Vietnam plans to develop a national cloud platform by 2030 so state agencies can stop relying on foreign-owned services for government workloads, according to a decision issued last week and a Tuesday government update on the country’s digital plans.
KEY FACTS
- Plan A national cloud platform is one of 20 strategic technologies in Decision 808/QD-TTg.
- Goal The project is meant to protect data sovereignty and cybersecurity for digital government systems.
- Deadline Vietnam set a 2030 target for the work.
- Longer term Officials expect a developed digital nation by 2035.
The decision says the platform should create a centralized, secure and reliable digital and data infrastructure for national digital transformation. It also says the aim is to gradually replace foreign cloud services in state agencies and reduce the risk of data leaks and breaches of state secrets.
The report notes that Vietnam already has laws requiring local storage of personal information, which means government workloads on major hyperscaler platforms could run against domestic rules. It also says Microsoft, Google and Tencent Cloud have not yet built facilities in the country.
AWS plans to bring a Local Zone to Hanoi, while Alibaba Cloud intends to build a datacenter and Huawei Cloud has expressed interest in doing so. Vietnam’s deputy prime minister also recently met with AWS officials and called for stronger cooperation on digital infrastructure.
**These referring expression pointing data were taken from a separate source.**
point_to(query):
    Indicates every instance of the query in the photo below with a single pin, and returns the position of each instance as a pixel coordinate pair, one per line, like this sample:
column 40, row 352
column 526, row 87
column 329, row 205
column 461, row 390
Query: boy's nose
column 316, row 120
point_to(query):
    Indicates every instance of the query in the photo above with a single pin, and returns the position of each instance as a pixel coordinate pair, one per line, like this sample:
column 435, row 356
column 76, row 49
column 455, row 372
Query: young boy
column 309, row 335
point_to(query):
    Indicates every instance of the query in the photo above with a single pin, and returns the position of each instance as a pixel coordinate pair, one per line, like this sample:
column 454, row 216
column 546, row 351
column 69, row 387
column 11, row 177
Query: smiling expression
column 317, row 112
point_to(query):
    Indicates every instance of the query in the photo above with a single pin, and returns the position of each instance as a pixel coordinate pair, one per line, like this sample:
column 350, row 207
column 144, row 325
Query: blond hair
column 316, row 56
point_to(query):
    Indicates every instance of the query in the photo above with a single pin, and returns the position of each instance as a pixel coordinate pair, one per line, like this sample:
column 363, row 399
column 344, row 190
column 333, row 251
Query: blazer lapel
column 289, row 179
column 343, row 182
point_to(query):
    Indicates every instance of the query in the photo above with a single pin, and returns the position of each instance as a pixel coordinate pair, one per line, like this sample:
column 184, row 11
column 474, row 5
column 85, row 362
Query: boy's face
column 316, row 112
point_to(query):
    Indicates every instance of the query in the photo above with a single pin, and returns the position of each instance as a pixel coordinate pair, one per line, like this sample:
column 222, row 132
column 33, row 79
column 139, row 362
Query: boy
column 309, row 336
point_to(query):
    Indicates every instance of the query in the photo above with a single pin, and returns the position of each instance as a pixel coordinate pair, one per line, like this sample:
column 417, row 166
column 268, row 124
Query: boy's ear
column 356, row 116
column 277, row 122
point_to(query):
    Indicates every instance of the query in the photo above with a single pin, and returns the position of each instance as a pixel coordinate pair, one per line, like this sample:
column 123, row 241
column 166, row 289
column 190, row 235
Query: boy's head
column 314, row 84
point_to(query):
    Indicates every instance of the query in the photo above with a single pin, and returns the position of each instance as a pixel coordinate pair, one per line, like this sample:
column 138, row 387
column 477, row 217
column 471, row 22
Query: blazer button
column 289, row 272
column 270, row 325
Other technologies in the plan include a large language model in Vietnamese, virtual assistants, quantum-resistant encryption, a next-generation firewall and an AI-integrated security operations center platform. The same list also covers 5G, rare earth processing, robotics and semiconductor design.
WHY IT MATTERS
The move shows how governments are trying to keep sensitive data and core services under domestic control while still courting foreign cloud investment. If Vietnam meets its targets, the state could gain more control over digital infrastructure and how public data is stored and used.